With the wards on the wall unpowered, two chunks of the stone barrier had been damaged enough to let plenty of bush-beasts through. There were two other treemen wandering around, too; one had headed northeast into the hills away from Groveham, and the other southeast into farmland. Saleria paused at the house to have Daranen dig through the Keepers’ archives in the basement of her home to look for instructions on how to repair the wardings, and focused on that aspect of the work for several hours.
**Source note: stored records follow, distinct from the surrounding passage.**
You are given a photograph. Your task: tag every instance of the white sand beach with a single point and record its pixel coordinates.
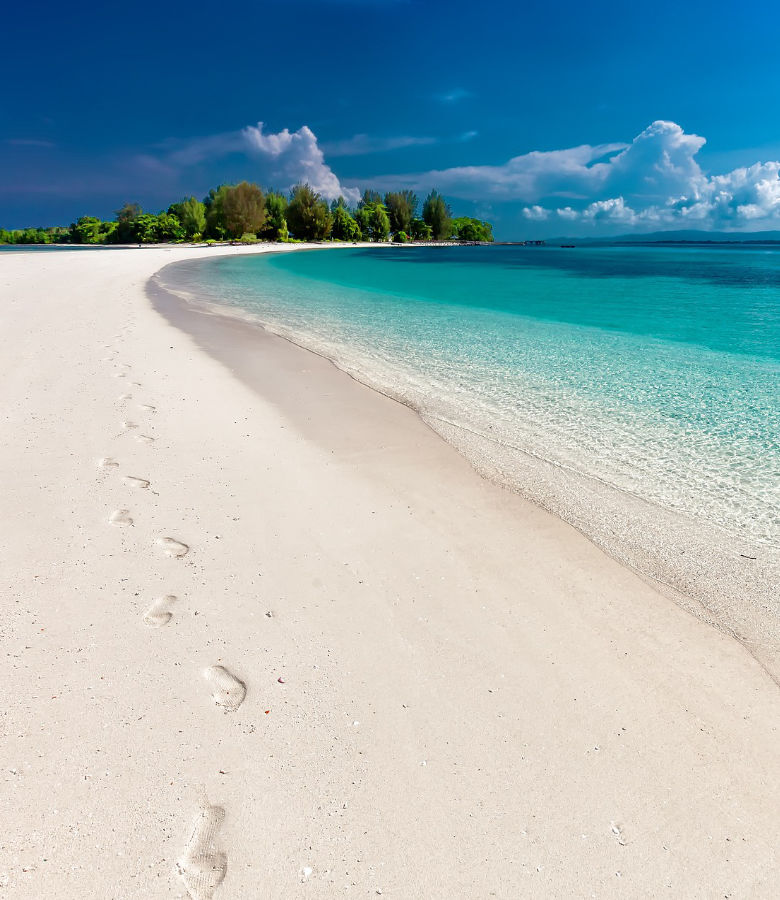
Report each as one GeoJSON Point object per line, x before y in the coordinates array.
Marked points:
{"type": "Point", "coordinates": [267, 636]}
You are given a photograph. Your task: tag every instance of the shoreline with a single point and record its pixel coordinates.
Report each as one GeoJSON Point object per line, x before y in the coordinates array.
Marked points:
{"type": "Point", "coordinates": [447, 691]}
{"type": "Point", "coordinates": [723, 579]}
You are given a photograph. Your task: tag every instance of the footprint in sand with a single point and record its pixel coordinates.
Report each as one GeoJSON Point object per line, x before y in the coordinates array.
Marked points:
{"type": "Point", "coordinates": [159, 613]}
{"type": "Point", "coordinates": [172, 547]}
{"type": "Point", "coordinates": [227, 691]}
{"type": "Point", "coordinates": [202, 866]}
{"type": "Point", "coordinates": [132, 481]}
{"type": "Point", "coordinates": [120, 517]}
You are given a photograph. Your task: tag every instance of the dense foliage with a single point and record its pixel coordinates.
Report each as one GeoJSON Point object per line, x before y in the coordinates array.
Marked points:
{"type": "Point", "coordinates": [245, 212]}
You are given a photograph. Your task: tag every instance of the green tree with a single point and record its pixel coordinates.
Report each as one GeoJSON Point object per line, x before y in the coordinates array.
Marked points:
{"type": "Point", "coordinates": [86, 230]}
{"type": "Point", "coordinates": [275, 226]}
{"type": "Point", "coordinates": [169, 228]}
{"type": "Point", "coordinates": [421, 231]}
{"type": "Point", "coordinates": [124, 233]}
{"type": "Point", "coordinates": [345, 228]}
{"type": "Point", "coordinates": [215, 216]}
{"type": "Point", "coordinates": [308, 216]}
{"type": "Point", "coordinates": [401, 209]}
{"type": "Point", "coordinates": [192, 215]}
{"type": "Point", "coordinates": [145, 228]}
{"type": "Point", "coordinates": [467, 229]}
{"type": "Point", "coordinates": [369, 198]}
{"type": "Point", "coordinates": [372, 219]}
{"type": "Point", "coordinates": [436, 213]}
{"type": "Point", "coordinates": [243, 209]}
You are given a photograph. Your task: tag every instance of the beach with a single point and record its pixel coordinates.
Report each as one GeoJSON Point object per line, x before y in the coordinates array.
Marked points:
{"type": "Point", "coordinates": [268, 635]}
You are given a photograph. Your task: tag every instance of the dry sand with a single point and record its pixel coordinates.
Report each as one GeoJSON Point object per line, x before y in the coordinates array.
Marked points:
{"type": "Point", "coordinates": [267, 636]}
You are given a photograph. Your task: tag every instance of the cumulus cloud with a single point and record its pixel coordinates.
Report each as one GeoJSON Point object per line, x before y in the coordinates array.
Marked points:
{"type": "Point", "coordinates": [653, 181]}
{"type": "Point", "coordinates": [281, 159]}
{"type": "Point", "coordinates": [293, 156]}
{"type": "Point", "coordinates": [536, 213]}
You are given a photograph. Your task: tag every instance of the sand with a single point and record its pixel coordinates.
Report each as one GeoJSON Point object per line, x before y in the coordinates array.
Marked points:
{"type": "Point", "coordinates": [267, 636]}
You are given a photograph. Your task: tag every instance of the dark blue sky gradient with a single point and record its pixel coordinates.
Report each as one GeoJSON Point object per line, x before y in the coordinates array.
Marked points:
{"type": "Point", "coordinates": [87, 85]}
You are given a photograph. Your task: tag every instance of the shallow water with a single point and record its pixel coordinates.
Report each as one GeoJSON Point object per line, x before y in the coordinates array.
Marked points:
{"type": "Point", "coordinates": [650, 374]}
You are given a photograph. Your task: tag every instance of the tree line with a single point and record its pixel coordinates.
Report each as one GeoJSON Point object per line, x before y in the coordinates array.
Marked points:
{"type": "Point", "coordinates": [244, 212]}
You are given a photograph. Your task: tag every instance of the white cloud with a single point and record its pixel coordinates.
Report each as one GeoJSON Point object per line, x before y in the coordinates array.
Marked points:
{"type": "Point", "coordinates": [280, 159]}
{"type": "Point", "coordinates": [536, 213]}
{"type": "Point", "coordinates": [653, 181]}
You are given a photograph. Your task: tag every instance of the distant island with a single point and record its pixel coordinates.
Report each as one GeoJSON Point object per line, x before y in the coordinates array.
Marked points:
{"type": "Point", "coordinates": [244, 212]}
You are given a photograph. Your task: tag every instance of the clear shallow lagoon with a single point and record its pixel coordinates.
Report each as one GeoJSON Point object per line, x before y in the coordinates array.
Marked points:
{"type": "Point", "coordinates": [650, 374]}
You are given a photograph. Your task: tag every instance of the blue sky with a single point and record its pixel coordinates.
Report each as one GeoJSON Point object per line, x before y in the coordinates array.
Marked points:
{"type": "Point", "coordinates": [547, 118]}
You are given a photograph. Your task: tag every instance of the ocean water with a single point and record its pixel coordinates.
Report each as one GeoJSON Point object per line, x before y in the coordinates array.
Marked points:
{"type": "Point", "coordinates": [640, 380]}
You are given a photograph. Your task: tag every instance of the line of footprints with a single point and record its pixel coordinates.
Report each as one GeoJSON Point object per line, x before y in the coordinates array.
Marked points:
{"type": "Point", "coordinates": [202, 866]}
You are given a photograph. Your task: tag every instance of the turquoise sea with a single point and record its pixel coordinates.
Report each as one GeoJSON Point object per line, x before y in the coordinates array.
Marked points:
{"type": "Point", "coordinates": [637, 379]}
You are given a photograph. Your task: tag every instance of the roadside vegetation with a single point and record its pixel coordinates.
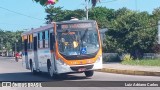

She had to unward and unlock the main gates to allow all the scattered mutations to return safely to the Grove, but at least that way they wouldn’t undo all the repairs she had to make.

Aradin headed into the Bower to start reining in the ever-circling energies of the Grove with Teral’s help. Since all that power had to go somewhere, they used the excess magic to start identifying, tagging, and compelling anything within four days’ walk with the resonance-signatures of their two locus trees to return to the Grove, find a place to plant themselves, and rest. When Saleria joined them—laden with a basket of food picked up from Nannan, filled with good energy-boosting vegetables and stamina-boosting meats and cheeses—most of the bush-beast mutations were on their way back. Adding her locus-rift’s powers to the mix made the resulting combination of spells look like it was going to catch everything that had escaped over the last couple of days.